The equation is
$$y'' - xy' + y = 0$$
So far I have the recurrence relation -
$$a_{n+2} = \dfrac{(n-1)a_n}{(n+1)(n+2)} $$
From this -
$a_2 = \dfrac{-a_0}{2!}$
$a_3 = 0$
$a_4 = \dfrac{-a_0}{4!}$
$a_5 = 0$
$a_6 = \dfrac{-3a_0}{6!}$
and so on..
The question asks for the first five non-zero terms of a general series solution of the d.e, seperating out for $a_0$ and $a_1$
How do I compute this?
Thanks
The differential equation \begin{align} y^{''} - x y^{'} + y = 0 \end{align} can be solved via a power series of the form \begin{align} y(x) = \sum_{k=0}^{\infty} a_{n} x^{n} = a_{0} + a_{1} x + a_{2} x^{2} + \cdots . \end{align} It is fairly evident that \begin{align} \sum_{k=0}^{\infty} k(k-1) a_{k} x^{k} = \sum_{k=0}^{\infty} (k-1) a_{k} x^{k} \end{align} which yields the equation for the coefficients \begin{align} a_{k+2} = \frac{ (k-1) a_{k} }{ (k+1) (k+2) }. \end{align} It is discovered that $a_{3} = 0 \cdot a_{1}$. Since, for $k$ being odd, say $k \rightarrow 2k+1$, \begin{align} a_{2k+3} = \frac{k a_{2k+1} }{(k+1)(2k+3)} \end{align} it is clear that all the odd coefficients depend of $a_{3}$ for $k \geq 1$ and leads to $a_{2k+1} = 0$ for $k \geq 1$. The even $k$ values are \begin{align} a_{2} &= - \frac{a_{0}}{2!} \\ a_{4} &= - \frac{a_{0}}{4!} \\ a_{6} &= - \frac{(1 \cdot 3) a_{0}}{6!} \\ a_{8} &= - \frac{(1\cdot 3 \cdot 5)a_{0}}{8!} \end{align} which has the general form \begin{align} a_{2k} = - \frac{a_{0}}{2^{k} k! (2k-1)}. \end{align} The series for $y(x)$ now be seen in the form \begin{align} y(x) = a_{0} + a_{1} x - a_{0} \sum_{k=1}^{\infty} \frac{ x^{2n} }{2^{k} k! (2k-1)}. \end{align}
The power series discovered can be evaluated as follows.

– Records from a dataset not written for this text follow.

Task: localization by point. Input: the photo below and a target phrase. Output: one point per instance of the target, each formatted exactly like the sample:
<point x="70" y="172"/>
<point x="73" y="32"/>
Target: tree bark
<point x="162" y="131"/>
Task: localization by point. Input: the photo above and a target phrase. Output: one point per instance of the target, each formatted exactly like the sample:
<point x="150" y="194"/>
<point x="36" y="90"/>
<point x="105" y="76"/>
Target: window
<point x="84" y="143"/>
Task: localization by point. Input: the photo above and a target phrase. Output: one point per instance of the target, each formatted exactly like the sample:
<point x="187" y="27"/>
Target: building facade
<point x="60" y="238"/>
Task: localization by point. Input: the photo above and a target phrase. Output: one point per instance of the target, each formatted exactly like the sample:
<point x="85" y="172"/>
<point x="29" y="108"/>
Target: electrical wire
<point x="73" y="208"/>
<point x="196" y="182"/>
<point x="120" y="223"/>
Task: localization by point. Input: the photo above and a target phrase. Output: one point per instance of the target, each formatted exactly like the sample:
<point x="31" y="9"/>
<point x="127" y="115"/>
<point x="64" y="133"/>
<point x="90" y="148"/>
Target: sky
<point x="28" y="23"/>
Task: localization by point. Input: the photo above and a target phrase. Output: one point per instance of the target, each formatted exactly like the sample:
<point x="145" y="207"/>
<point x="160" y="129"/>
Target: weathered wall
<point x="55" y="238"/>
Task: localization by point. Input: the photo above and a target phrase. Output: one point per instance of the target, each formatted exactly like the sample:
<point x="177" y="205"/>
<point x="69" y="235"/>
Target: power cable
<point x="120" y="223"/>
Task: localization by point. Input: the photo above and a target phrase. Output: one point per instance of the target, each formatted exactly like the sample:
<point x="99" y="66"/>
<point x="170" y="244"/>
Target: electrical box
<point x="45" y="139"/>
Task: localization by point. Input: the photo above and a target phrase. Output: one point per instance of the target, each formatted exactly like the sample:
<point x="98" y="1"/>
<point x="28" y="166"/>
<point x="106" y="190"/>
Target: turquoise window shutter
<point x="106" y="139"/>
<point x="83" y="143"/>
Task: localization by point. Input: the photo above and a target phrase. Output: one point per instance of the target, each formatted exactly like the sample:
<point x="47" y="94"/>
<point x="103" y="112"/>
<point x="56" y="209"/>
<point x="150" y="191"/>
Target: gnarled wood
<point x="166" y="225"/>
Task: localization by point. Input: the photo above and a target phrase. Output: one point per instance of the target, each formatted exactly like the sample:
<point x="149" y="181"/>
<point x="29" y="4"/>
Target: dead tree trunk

Consider \begin{align} \partial_{x} \left( \sum_{k=1}^{\infty} \frac{ x^{2n-1} }{2^{k} k! (2k-1)} \right) &= \sum_{k=1}^{\infty} \frac{ x^{2n-2} }{2^{k} k!} = \frac{1}{x^{2}}( e^{x^{2}/2} -1). \end{align} Integrating both sides \begin{align} \sum_{k=1}^{\infty} \frac{ x^{2n} }{2^{k} k! (2k-1)} &= x \int^{x} \frac{e^{u^{2}/2} -1}{u^{2}} du = x \left[ \sqrt{\frac{\pi}{2} } erfi\left( \frac{x}{\sqrt{2}} \right) - \frac{e^{x^{2}/2}}{x} + \frac{1}{x} \right] \\ &= \sqrt{\frac{\pi}{2} } \cdot x \cdot erfi\left( \frac{x}{\sqrt{2}} \right) - e^{x^{2}/2} + 1. \end{align} With this series the general solution of $y(x)$ can be sen by \begin{align} y(x) &= a_{0} + a_{1} x - \sum_{k=1}^{\infty} \frac{ x^{2n} }{2^{k} k! (2k-1)} \\ &= a_{1} x - a_{0} \left[ \sqrt{\frac{\pi}{2} } \cdot x \cdot erfi\left( \frac{x}{\sqrt{2}} \right) - e^{x^{2}/2} \right], \end{align} where $erfi(x)$ is the imaginary error function (erfi(x) = -i erf(ix)).